The reliable iOS path is declarative:
<button data-haptic="success" onClick={handleSave}>Save</button>With HapticsProvider/HapticsPlugin/setupHaptics/Haptics installed, the library attaches an invisible switch overlay on iOS. The user's tap lands on the overlay (a real native gesture) and fires haptic before your handler runs. The handler can do anything — await, dispatch reducers, try/catch, fetch, throw — the haptic has already fired.
Android is more permissive: navigator.vibrate() can be called from anywhere (including inside useEffect or after await) and will fire normally. Only iOS has the user-gesture constraint.

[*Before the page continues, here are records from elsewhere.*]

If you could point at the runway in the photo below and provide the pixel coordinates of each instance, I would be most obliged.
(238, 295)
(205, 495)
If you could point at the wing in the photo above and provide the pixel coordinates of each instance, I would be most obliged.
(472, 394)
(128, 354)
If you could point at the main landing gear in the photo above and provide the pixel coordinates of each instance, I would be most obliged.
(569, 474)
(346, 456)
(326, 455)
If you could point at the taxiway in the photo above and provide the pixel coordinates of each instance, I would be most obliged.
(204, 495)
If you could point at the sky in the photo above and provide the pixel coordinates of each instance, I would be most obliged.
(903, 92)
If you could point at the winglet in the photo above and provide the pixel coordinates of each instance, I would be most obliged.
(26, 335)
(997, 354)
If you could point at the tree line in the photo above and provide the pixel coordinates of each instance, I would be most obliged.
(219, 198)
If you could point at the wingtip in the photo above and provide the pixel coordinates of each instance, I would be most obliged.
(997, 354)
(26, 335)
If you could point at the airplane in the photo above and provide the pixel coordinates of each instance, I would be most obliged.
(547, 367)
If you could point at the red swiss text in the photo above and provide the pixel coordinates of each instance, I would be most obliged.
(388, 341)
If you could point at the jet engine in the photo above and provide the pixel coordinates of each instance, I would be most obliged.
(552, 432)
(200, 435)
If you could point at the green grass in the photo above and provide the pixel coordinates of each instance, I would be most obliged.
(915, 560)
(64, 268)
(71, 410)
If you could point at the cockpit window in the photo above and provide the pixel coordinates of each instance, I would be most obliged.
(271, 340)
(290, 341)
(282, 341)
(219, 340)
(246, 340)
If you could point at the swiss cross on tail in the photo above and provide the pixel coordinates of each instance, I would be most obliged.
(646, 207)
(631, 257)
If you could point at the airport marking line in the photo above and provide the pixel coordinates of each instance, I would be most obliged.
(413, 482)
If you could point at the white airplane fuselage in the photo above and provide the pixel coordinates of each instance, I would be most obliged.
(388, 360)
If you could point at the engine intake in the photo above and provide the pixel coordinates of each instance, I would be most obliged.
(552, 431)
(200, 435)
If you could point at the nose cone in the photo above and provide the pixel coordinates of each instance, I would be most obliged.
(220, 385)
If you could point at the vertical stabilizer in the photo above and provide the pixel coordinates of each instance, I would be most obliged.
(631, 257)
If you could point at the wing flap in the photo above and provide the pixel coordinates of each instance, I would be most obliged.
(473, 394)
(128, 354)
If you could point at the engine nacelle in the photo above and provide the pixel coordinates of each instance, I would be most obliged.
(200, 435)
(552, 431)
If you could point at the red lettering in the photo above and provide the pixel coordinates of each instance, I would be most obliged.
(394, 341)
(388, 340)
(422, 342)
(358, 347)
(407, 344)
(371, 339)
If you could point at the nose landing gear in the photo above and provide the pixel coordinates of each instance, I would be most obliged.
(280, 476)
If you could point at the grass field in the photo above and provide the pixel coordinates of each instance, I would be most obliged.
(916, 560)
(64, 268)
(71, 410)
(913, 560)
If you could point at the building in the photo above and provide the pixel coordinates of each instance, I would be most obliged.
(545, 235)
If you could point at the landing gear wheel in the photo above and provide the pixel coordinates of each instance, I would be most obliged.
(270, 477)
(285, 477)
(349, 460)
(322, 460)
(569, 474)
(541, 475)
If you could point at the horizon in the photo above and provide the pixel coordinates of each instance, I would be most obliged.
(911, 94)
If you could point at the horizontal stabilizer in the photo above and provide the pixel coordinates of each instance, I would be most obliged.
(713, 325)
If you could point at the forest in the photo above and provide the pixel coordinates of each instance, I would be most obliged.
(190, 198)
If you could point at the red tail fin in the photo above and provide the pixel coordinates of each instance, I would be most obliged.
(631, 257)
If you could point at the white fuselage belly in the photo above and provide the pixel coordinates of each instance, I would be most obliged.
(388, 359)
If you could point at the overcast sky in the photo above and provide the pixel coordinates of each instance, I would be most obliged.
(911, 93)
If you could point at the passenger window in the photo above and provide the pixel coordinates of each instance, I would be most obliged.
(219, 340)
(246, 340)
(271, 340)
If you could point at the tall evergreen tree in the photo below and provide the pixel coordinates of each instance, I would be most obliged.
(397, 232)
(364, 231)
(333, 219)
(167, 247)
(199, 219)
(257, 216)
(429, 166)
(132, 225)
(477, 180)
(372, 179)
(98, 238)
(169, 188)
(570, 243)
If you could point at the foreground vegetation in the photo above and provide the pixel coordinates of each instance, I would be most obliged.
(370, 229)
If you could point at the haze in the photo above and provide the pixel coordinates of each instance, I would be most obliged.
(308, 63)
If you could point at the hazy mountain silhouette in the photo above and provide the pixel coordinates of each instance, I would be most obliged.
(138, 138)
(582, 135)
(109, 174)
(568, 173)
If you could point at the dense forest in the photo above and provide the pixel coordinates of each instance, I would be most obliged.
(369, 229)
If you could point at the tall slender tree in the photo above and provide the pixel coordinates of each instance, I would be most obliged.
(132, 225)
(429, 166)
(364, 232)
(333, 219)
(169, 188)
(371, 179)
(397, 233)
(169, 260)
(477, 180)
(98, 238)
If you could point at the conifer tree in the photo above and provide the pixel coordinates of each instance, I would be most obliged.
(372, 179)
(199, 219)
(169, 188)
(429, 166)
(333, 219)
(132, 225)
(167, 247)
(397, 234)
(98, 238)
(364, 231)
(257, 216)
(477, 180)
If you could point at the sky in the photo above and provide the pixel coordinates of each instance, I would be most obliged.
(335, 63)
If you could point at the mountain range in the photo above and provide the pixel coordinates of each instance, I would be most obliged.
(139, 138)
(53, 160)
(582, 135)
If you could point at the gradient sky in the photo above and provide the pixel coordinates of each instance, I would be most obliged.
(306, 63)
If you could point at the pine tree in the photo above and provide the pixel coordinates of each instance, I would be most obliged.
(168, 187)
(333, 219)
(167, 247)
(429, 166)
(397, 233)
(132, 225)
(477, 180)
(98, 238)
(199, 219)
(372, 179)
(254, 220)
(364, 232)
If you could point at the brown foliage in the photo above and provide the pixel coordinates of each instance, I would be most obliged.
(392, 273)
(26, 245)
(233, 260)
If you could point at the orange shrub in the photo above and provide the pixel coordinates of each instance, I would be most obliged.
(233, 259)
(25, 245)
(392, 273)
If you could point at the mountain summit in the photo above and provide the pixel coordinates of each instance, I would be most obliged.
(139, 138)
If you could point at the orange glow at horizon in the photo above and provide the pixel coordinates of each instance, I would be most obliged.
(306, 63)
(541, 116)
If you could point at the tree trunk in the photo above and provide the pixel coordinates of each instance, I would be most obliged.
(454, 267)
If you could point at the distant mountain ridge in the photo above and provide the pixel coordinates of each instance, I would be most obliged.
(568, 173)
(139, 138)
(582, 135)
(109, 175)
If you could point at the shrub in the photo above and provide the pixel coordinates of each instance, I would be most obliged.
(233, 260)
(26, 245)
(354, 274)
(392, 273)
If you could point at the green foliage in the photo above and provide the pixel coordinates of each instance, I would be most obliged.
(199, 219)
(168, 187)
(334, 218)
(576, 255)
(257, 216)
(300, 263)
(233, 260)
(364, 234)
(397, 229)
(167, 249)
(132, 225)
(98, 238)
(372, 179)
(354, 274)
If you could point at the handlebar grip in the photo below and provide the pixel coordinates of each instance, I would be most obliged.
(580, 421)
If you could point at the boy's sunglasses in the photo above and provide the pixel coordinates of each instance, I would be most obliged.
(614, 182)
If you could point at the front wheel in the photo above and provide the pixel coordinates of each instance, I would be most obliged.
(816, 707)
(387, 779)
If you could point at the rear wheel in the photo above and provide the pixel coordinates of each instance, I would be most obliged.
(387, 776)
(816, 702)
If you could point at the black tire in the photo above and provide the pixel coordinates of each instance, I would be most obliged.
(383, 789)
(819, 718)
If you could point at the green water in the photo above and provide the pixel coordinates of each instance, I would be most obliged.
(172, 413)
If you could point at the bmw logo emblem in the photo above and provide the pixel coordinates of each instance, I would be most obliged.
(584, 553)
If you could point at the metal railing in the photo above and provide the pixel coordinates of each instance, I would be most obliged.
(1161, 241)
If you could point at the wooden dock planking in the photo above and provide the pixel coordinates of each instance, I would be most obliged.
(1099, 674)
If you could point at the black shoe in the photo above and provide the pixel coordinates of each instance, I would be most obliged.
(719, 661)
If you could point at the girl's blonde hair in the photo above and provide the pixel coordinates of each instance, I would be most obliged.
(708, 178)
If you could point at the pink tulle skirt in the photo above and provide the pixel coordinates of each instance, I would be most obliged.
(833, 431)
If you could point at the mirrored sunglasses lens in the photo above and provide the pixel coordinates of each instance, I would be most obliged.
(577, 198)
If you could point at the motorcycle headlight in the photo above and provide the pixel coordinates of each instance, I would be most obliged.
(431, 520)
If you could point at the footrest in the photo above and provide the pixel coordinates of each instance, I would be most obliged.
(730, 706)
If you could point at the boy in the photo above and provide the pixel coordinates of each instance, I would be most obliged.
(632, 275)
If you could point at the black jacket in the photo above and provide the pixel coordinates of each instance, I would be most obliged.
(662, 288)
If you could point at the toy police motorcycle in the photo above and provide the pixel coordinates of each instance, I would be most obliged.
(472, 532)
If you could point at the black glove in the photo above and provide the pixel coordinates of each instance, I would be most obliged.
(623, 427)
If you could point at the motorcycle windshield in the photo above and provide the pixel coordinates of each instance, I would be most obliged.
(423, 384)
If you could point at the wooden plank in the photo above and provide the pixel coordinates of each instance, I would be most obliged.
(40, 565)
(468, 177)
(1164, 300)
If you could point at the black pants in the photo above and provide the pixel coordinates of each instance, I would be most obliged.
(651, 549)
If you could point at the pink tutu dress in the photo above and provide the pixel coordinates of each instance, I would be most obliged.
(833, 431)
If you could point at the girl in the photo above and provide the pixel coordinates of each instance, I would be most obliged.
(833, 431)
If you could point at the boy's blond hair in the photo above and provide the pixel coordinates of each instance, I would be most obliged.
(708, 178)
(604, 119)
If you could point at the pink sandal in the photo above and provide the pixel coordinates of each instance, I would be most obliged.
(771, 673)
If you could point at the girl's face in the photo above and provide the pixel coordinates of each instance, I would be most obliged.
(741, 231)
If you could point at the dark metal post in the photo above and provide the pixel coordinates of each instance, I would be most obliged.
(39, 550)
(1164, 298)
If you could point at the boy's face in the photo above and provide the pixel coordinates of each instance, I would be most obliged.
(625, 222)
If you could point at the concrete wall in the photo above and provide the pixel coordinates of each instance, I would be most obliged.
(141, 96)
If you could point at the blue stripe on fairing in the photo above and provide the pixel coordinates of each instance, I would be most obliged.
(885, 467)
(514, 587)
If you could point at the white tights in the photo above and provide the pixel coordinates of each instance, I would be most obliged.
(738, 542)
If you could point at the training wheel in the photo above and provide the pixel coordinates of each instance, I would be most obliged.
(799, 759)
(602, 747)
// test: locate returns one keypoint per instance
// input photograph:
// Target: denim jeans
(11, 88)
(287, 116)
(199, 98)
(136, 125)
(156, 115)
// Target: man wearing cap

Expected on iOS 26.5+. Apple's 26.5 patch closed every programmatic mechanism for firing a second tick (synchronous .click() chains, fresh switches per tick, setTimeout chains, stacked switches — all verified to deliver ≤1 buzz). Single-tick presets like selection are unaffected. iOS 17.4–26.4 retains full multi-tick.
Pass audioFallback: true to the provider/plugin/setupHaptics/Haptics constructor (2.1.0). The library loads a tiny WebAudio module on demand and plays a filtered click sound on desktop browsers. The audio module is lazy-loaded — opt in to pay the bundle cost only when you want it.